Mid-sized sister to the Captur is the Austral, which was launched in mid 2023 as a hybrid. Its lazy gearbox and lack of excitement also sees it earn only a B expert rating. The Renault range has also been recently bolstered by a coupé-SUV alternative to the Austral, called the Rafale.
Renault is in the midst of an aggressive launch programme at present and a new EV arrived in 2024, reviving the Scenic badge – the former MPV is now an electric SUV which has earned widespread praise, winning the European Car of the Year prize and best medium car in The Car Expert Awards for 2025.
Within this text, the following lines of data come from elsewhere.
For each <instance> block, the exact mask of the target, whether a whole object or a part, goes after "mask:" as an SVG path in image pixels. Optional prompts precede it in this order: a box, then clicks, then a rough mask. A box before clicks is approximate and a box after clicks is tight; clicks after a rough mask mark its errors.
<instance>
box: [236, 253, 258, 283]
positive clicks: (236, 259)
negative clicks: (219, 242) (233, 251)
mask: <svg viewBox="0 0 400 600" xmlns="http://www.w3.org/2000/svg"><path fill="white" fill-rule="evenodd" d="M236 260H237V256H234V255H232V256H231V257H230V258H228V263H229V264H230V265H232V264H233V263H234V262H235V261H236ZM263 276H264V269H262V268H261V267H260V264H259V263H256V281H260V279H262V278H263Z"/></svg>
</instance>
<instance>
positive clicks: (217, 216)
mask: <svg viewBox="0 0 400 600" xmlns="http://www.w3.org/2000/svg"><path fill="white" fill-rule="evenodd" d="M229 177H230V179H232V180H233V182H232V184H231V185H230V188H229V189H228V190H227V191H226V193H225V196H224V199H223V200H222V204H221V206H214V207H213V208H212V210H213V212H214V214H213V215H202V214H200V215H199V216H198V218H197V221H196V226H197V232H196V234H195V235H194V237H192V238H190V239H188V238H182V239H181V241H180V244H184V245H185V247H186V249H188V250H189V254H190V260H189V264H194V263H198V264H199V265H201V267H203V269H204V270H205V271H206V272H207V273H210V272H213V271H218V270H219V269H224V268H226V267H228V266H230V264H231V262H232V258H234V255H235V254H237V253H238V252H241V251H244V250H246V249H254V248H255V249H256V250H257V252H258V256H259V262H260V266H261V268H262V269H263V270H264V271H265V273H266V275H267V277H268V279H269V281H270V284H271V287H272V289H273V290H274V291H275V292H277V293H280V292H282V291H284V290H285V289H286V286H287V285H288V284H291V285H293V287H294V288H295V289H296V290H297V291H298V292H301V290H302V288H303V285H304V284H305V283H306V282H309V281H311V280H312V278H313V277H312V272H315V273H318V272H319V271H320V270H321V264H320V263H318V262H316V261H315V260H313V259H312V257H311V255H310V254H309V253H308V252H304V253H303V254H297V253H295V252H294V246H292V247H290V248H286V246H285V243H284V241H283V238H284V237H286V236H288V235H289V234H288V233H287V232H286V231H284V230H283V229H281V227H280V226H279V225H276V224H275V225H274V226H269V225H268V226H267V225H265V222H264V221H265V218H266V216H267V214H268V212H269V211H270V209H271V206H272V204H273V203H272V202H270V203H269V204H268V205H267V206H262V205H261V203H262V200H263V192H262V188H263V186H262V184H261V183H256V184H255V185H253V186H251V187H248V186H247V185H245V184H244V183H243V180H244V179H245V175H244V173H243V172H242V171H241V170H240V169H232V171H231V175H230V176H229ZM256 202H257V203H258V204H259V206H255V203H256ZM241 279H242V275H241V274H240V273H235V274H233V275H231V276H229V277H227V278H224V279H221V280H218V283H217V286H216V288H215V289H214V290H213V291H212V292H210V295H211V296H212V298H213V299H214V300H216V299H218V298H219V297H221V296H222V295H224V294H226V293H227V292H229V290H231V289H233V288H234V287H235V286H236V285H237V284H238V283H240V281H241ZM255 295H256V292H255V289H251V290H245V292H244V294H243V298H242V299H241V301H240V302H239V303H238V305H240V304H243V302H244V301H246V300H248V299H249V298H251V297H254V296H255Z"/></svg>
Current Renault range on our Expert Rating Index
The most anticipated arrival from Renault, an all-new Renault 5, has matched the achievements of its sister, locking up the 2025 European Car of the Year trophy and best small car in The Car Expert Awards. It’s now a five-door fully-electric supermini, with the first examples arriving in showrooms in early 2025.
The Renault 5 will also get a city car sister, as the even older Renault 4 badge will return once again as another all-electric vehicle, expected to offer two battery options and two power outputs. It is set to go on sale sometime in 2025.
Where can I try a Renault car?
Renault is a mainstream manufacturer so there are plenty of dealerships across the country in which to check out the model range, but not as many as there once were. The company had 144 outlets before mid 2023, when a severe rationalisation programme reduced the numbers to around 115.
What makes Renault different to the rest?
Renault is one of the few brands that combines technology, style and practicality to a high degree of success.
While the brand has always had an image that is sporty, with its high-profile motorsport programmes, and full of innovation, from creating new mainstream model designs such as the people carriers to quirky electric vehicles such as the single-seat Twizy, it also produces generally quality vehicles that are seldom considered dull.
Particularly with recent launches in the electric market, Renault is a company that appears to be ticking all the right boxes.
A Renault fact to impress your friends
While its recent efforts in Formula One have not made headlines either with its own car or the more recent Alpine-branded version, Renault enjoys a near-50-year history in the sport.
The company introduced turbochargers to F1 in 1977 and its engines have powered 11 world champions, including Brits Nigel Mansell in 1992 and Damon Hill in 1996.

Summary
Renault is one of the best-known car manufacturers around and while it has at times endured a chequered history, it today continues to exert a great deal of influence way beyond its French homeland. With brand-new models such as the Scenic and Renault 5 being very well received, the ‘Regie’ appears to be on the up.